Calculating the next beats at user times

This computation requires the following values

  • bpm_sample_interval
  • bpm_delay
  • bpm
  • pttl_delta : Double the bpm_sample_interval minus (-) the PTTL value of the bpm key in redis minus
  • last_beat : last beat time in sample

Redis_latency times are not considered here, but could be

Examples are given based on previous values for redis keys.

  1. How many second per beats? * seconds_per_beat = 60 / bpm * 60 / 126.05 =~ 0.4760
  2. When did the capture start? * total_delay = bpm_delay + pttl_delta * 3197.49093056 + 2352 =~ 5549.5 i.e. the capture started 5.5 seconds ago
  3. When was the last beat (in milliseconds)? * last_beat_delay = bpm_delay - last_beat*1000 + pttl_delta * 3197.49093056 - (2.48453515*1000) + 2352 =~ 3064.96 i.e. the last beat was 3.1 seconds ago
  4. How many beats were there between the last beat and the redis get bpm query? * count_past_beats = floor( (last_beat_delay / 1000) / seconds_per_beat) * (3064.96/1000) / 0.4760 = 6.439 e.g. there were at least 6 beats
  5. When are the next beats relative to the redis bpm key retrieval time (in milliseconds)? * next_beats = f(i){ i * seconds_per_beat * 1000 - last_beat_delay } where i >= count_past_beats * f(i){ i * 0.4760 * 1000 - 3064.96 } where i >= 4 * f(6) = 6 * 0.4760 * 1000 - 3064.96 = -208.9600 * f(7) = 7 * 0.4760 * 1000 - 3064.96 = 267.0400
    • The next beat is in 267 milliseconds after the time we got the redis key * f(8) = 8 * 0.4760 * 1000 - 3064.96 = 743.0400 * etc. until you have f(i) > bpm_sample_interval

Requirements and installation

  • python 2.7
  • audio card
  • redis server

To be honest, in my experience installation on Debian 9,10,11 is a mess, due to mandatory LLVM's version when compiling the numba library for librosa.
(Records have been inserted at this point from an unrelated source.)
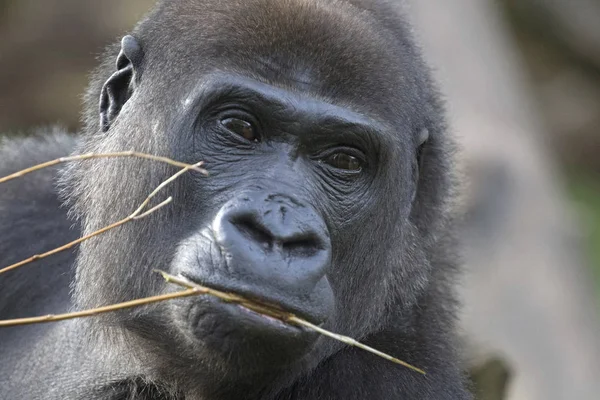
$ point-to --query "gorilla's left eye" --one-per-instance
(345, 161)
(241, 127)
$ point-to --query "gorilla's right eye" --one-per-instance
(241, 127)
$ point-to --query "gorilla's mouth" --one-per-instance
(268, 309)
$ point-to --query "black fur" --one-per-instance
(369, 254)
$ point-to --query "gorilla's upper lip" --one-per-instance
(274, 307)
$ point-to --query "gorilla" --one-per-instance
(329, 194)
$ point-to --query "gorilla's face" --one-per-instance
(290, 177)
(312, 156)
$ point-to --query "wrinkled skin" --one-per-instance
(327, 197)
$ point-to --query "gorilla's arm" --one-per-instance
(33, 222)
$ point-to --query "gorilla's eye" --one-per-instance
(344, 161)
(240, 127)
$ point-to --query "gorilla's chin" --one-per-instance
(231, 332)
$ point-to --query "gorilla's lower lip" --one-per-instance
(235, 317)
(271, 307)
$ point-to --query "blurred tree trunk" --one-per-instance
(528, 296)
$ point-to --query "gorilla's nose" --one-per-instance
(274, 240)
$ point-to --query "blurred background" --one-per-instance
(522, 82)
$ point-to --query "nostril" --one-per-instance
(301, 247)
(254, 231)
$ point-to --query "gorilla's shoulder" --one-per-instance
(20, 152)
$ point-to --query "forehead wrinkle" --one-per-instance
(219, 84)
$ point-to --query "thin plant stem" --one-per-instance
(89, 156)
(99, 310)
(137, 214)
(283, 316)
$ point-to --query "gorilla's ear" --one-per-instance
(119, 87)
(422, 140)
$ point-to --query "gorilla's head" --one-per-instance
(328, 175)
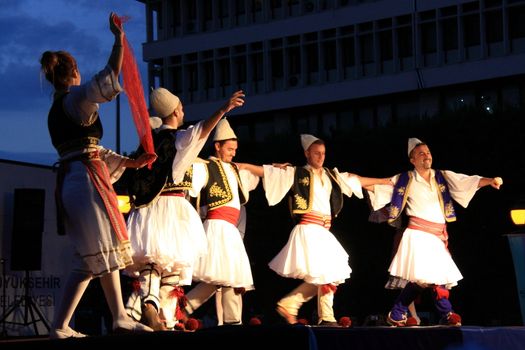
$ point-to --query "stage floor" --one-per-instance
(295, 337)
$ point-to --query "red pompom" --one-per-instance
(302, 321)
(255, 321)
(345, 321)
(453, 319)
(411, 322)
(239, 290)
(135, 285)
(179, 327)
(193, 324)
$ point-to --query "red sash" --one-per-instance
(439, 230)
(225, 213)
(99, 174)
(316, 219)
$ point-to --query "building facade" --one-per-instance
(323, 65)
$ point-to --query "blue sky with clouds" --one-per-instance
(30, 27)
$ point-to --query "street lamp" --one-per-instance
(517, 248)
(124, 206)
(517, 213)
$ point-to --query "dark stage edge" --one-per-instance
(294, 337)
sudo apt install python-pyaudio python
git clone https://git.interhacker.space/tmplab/redilysis.git
cd redilysis
pip install -r requirements.txt
python redilysis.py --help

Running redilysis: Common parameters

Two modes are available (see below for SPECTRUM and BPM), so you might need to run two processes for full analysis.

Here are the commmon parameters for both modes.

Get the help

python redilysis.py -h

Run with debug info

python redilysis.py -v

Get a list of audio devices

python redilysis.py -L

Run with a given audio device

python redilysis.py -v -d 5

Run with a sampling frequency of 0.5s

python redilysis.py -v -s 0.5

Connect to redis on address 192.168.2.20 and port 6379

python redilysis.py -v -i 192.168.2.20 -p 6379

Change the internals of capture: run at 22000Hz with 2200 frames per buffer and 2 channels

python redilysis.py -v -r 22000 -f 2200 -c 2

Running redilysis in Spectrum Mode

Choosing the spectrum mode

python redilysis.py -v -m spectrum -s 0.1

This is the default mode.

It performs some frequency analysis (Fast Fourier Transform) to detect "energy" in the human audition bandwidths.

It will record if there is sound and at which frequencies.

It can run at sub-second frequency (100ms) with no problem.

It reports realistic data: spectrum analysis is the easy part.

Running redilysis in BPM Mode

Choosing the BPM mode

python redilysis.py -v -m bpm -s 3

Choosing a minimum and maximum BPM

python redilysis.py -v -m bpm -s 3 --bpm-min 100 --bpm-max 200

This mode is less sure that the spectrum mode.

It must absolutely run with multiple seconds interval to work well. Three seconds is a correct minimum.

It attempts to detect beats based on audio "jumps" in intensity and energy.

To correct a well-known error called the "octave error" where the detected tempo is twice/half or thrice/third of the real tempo, you can use the Min/Max BPM. When the calculated tempo is outside of the range, it will attempt to find more legitimate values.